The second video is of a domino train which represents an uninterrupted clotting cascade in which our friend A-Peeps-C (representing Activated Protein-C) fails to deactivate the chain reaction. This video demonstrates what happens when Activated Protein-C is bypassed because of the Factor V Leiden deficiency. Essentially, the APC is sidelined in the reaction and thus is unable to stop the coagulation cascade.
Consequently, Factor V Leiden is a very serious disorder with the potential for ramifications throughout one’s life. Extended anticoagulation therapy is often necessary depending on a variety of other factors (Pastori, 1999), and it is not uncommon to have to take oral anticoagulants for the rest of one’s life. People who are heterozygous for Factor V Leiden are as much as four times more likely than the general population to suffer from a venous thromboembolism (Tsalta-Mladenov, 2022). When someone is exposed to other risk factors such as surgery, injury, or severe dehydration, that risk can go significantly higher. It is important for people who may have genetic predisposition to this deficiency be screened at an early age for Factor V Leiden mutations.
REFERENCES
Bahraini, M., Fazeli, A., & Dorgalaleh, A. (2024). Laboratory Diagnosis of Activated Protein C Resistance and Factor V Leiden. Seminars in thrombosis and hemostasis, 50(8), 1067–1083. https://doi.org/10.1055/s-0043-1770773
Pastori, D., Menichelli, D., Valeriani, E., & Pignatelli, P. (1999). Factor V Leiden Thrombophilia. In M. P. Adam (Eds.) et. al., GeneReviews®. University of Washington, Seattle.
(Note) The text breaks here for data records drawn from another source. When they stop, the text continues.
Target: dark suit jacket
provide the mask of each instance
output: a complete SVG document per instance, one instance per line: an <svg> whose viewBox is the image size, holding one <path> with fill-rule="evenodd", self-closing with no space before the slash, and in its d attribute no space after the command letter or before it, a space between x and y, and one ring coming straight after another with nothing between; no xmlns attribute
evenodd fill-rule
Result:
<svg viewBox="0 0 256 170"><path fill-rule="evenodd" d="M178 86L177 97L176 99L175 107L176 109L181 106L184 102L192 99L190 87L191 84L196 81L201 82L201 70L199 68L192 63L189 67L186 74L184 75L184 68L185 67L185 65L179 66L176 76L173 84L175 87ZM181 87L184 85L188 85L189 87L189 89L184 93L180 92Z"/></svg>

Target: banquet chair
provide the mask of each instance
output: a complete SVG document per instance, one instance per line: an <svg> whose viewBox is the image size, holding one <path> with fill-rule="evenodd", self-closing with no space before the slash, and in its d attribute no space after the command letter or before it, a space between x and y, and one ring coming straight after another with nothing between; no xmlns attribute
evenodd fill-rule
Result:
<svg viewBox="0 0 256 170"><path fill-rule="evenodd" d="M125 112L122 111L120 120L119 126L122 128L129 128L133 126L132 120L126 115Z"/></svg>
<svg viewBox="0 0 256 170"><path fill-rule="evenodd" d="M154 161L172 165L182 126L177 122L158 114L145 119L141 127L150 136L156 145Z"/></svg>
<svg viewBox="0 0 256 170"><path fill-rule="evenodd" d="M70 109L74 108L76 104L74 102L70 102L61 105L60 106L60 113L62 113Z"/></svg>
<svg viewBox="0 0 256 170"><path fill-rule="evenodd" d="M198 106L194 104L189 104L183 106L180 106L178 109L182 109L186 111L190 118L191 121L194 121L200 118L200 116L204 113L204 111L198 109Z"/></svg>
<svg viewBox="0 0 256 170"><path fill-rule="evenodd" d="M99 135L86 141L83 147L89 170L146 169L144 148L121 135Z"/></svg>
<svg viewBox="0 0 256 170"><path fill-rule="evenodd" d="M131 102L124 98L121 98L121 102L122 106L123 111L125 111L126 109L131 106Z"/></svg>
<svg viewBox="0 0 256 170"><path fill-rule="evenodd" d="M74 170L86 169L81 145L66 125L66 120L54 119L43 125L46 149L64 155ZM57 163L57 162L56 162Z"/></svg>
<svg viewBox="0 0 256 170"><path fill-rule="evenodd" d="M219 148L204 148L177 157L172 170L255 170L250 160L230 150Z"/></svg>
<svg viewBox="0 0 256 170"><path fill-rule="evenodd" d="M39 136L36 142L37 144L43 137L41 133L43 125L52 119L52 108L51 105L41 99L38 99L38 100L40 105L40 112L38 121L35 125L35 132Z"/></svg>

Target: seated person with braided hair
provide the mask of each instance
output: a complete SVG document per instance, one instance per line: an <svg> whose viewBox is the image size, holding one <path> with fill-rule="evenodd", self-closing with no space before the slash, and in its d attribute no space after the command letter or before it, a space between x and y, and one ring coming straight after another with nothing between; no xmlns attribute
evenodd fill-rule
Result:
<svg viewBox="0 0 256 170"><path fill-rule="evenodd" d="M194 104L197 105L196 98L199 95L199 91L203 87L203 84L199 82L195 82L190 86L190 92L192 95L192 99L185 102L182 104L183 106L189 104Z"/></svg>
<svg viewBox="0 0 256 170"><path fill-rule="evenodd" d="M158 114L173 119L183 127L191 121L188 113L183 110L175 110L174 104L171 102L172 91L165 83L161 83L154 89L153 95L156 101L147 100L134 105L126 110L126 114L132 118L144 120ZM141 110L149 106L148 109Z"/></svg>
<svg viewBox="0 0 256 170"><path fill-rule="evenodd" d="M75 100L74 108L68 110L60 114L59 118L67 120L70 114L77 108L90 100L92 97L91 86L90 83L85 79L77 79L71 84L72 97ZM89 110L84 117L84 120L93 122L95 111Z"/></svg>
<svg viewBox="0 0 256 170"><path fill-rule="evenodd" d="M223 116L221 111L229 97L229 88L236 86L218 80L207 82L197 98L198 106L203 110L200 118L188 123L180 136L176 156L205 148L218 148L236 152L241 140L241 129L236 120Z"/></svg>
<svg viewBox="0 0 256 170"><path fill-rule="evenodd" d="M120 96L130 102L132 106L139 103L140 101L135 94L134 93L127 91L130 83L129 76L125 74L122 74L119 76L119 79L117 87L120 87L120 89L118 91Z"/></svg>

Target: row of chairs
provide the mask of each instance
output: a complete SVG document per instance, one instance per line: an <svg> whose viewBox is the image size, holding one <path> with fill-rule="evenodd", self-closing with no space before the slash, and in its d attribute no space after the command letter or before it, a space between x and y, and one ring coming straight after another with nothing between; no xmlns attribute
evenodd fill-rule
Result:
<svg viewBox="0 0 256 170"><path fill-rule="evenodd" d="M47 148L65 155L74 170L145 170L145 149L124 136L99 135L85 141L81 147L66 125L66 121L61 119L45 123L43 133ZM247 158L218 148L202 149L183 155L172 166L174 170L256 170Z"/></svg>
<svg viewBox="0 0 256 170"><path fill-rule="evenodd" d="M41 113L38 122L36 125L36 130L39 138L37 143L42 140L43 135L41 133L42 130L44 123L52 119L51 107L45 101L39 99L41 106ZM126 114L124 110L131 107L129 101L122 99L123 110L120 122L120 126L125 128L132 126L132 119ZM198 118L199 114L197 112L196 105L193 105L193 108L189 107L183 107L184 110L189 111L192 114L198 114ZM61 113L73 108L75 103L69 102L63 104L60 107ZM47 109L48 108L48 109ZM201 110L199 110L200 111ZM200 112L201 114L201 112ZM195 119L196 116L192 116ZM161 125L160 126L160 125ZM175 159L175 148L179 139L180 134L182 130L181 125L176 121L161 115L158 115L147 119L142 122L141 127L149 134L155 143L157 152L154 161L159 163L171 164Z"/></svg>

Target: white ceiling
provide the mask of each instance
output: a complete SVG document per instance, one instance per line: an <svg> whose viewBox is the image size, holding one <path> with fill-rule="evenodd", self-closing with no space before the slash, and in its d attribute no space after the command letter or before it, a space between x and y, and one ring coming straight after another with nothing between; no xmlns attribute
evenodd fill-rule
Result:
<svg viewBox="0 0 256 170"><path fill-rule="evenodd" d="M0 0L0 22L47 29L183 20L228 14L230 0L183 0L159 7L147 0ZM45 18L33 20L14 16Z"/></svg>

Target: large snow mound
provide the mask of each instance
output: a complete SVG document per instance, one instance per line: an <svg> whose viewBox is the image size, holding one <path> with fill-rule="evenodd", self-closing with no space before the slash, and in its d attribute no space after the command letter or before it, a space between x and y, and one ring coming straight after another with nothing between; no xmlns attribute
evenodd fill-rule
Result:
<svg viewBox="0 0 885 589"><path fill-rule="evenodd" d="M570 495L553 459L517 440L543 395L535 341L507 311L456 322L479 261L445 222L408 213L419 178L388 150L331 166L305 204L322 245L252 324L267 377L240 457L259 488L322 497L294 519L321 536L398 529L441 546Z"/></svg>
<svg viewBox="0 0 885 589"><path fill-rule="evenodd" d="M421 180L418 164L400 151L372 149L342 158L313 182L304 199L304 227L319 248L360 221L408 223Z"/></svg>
Tsalta-Mladenov, M., Levkova, M., & Andonova, S. (2022). Factor V Leiden, Factor II, Protein C, Protein S, and Antithrombin and Ischemic Strokes in Young Adults: A Meta-Analysis. Genes, 13(11), 2081. https://doi.org/10.3390/genes13112081
Zuniga, L., Davis, M., Movahed, M. R., Hashemzadeh, M., & Hashemzadeh, M. (2023). Association between Factor-V Leiden and occurrence of acute myocardial infarction using a large NIS database. American journal of blood research, 13(6), 207–212. https://doi.org/10.62347/XQBZ7374
I really liked this project! I learned that there is an abnormal blood clotting disorder and it is called Factor V Leiden. Factor V Leiden is a gene mutation that primarily affects those of European descent and is the most common of blood clotting disorders. The author used dominoes to show the effect of how blood flows through the body and how it is supposed to clot. He also showed how Factor V Leiden affects that clotting procedure. He used a video to show the process. You can tell that this project was well researched and has impacted his life in a significant way. He goes on to say that this shows up as Deep Vein Thrombosis, however, the blood clots can show up anywhere in the human body. This is caused by a deficiency in activated Protein C which is a key regulator in blood clotting. I did not know any of this before reading this project, so this is all very interesting to learn. He also stated that Factor V Leiden is the leading cause of the deficiency in Activated Protein C. It can also appear as a pulmonary embolism. Blood clots in the body can be serious because they interrupt the blood flow which can cause a person to lose a limb or worse, die. Activated Protein C is supposed to dissolve the clot before it can form, however, with this deficiency, the clot would be allowed to form anywhere in the body causing serious problems for the individual. Overall this project was well done and I learned from it.